И дни Ганга после двенадцатого дня рождения полностью заполнены не только уроками. Оказалось, что мало дать распоряжение, надо еще проверить исполнение.
— Ты не можешь не проверить сам, — батюшка выговаривал серьезно и даже строго. — Иначе со временем твои поручения просто перестанут выполнять.
Ганг и на тринадцатый день рождения туда поехал, и на четырнадцатый. Просто… он стал узнавать этих людей в лицо, он видел их радость, он знал их нужду и — они перестали быть для него какой-то общей непонятной массой. А еще они его ждали.
Слухи о добром мальчике, сыне Третьего герцога, бродили не только в низах. В свете быстро прознали про необычное «увлечение» младшего сына Винзенса. За глаза-то посмеивались, ибо откуда бы потом взялся хлопский барон? За глаза и над великой княжной посмеивались.
Но это все было позже.
А в день двенадцатилетия Ганга после предместий они вернулись во Дворец. Праздник младшего Винтеррайдера еще не закончился.
И как наяву снова увидел Ганг чайный стол в малом покое. Они тогда собрались в узком кругу — все-таки траур.

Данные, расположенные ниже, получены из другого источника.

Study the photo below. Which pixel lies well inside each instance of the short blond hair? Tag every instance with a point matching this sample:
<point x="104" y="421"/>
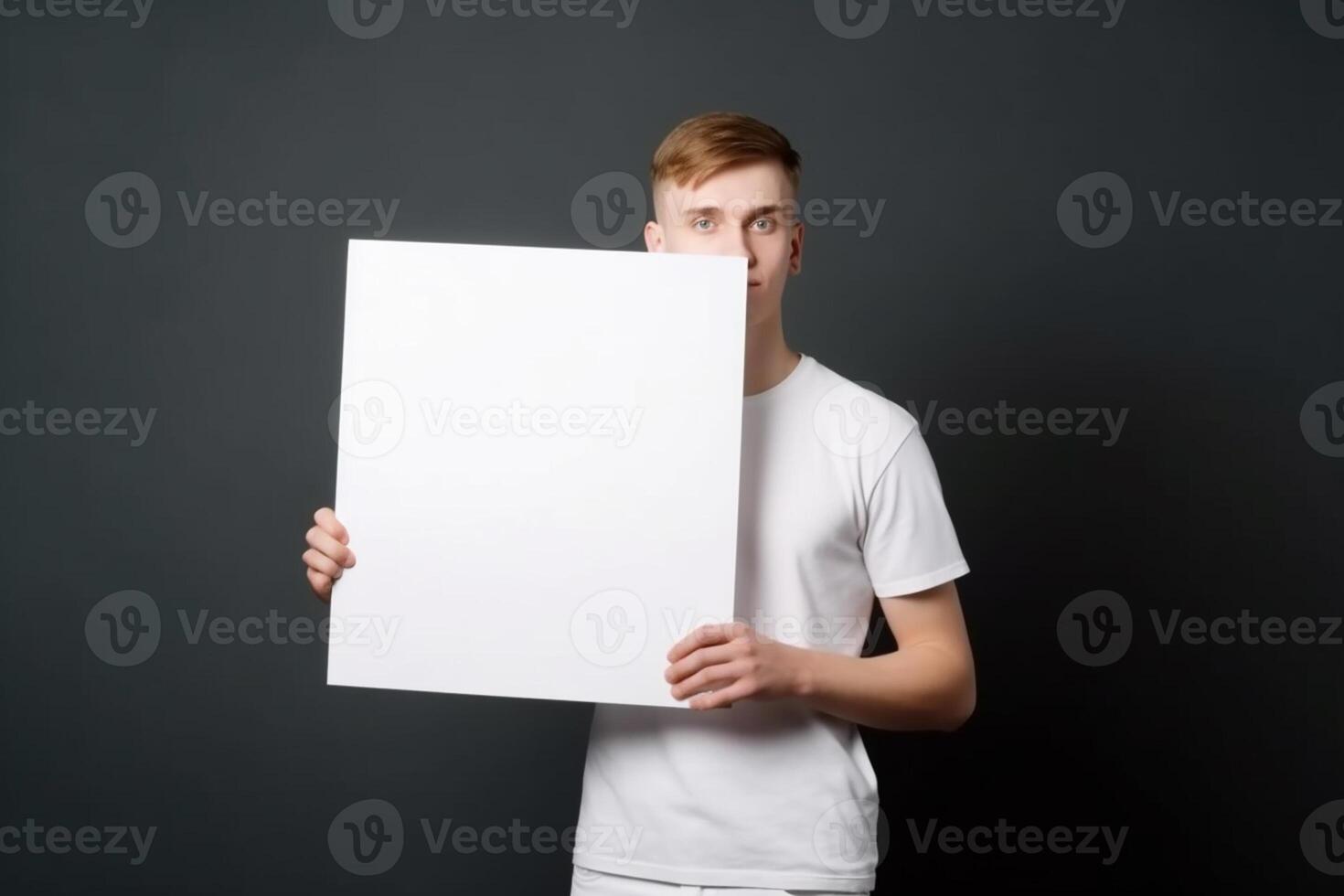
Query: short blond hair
<point x="702" y="146"/>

Подарок от Императора, подарок от великой княжны Веры Александровны. Морозов улыбается Гангу, но глаза его холодны, а подарок слишком дорог для отрока. Он говорит какие-то традиционные слова. Вера непринужденно болтает с Фрамом. Госпожа Зия, ее воспитательница занимается рукоделием. Говорят, Вера не захотела расставаться с ней, хотя все сроки вышли, и Зию давно пора отправить в отставку. Но Император потакает дочери, и старая Зия неотступно следует за своей воспитанницей.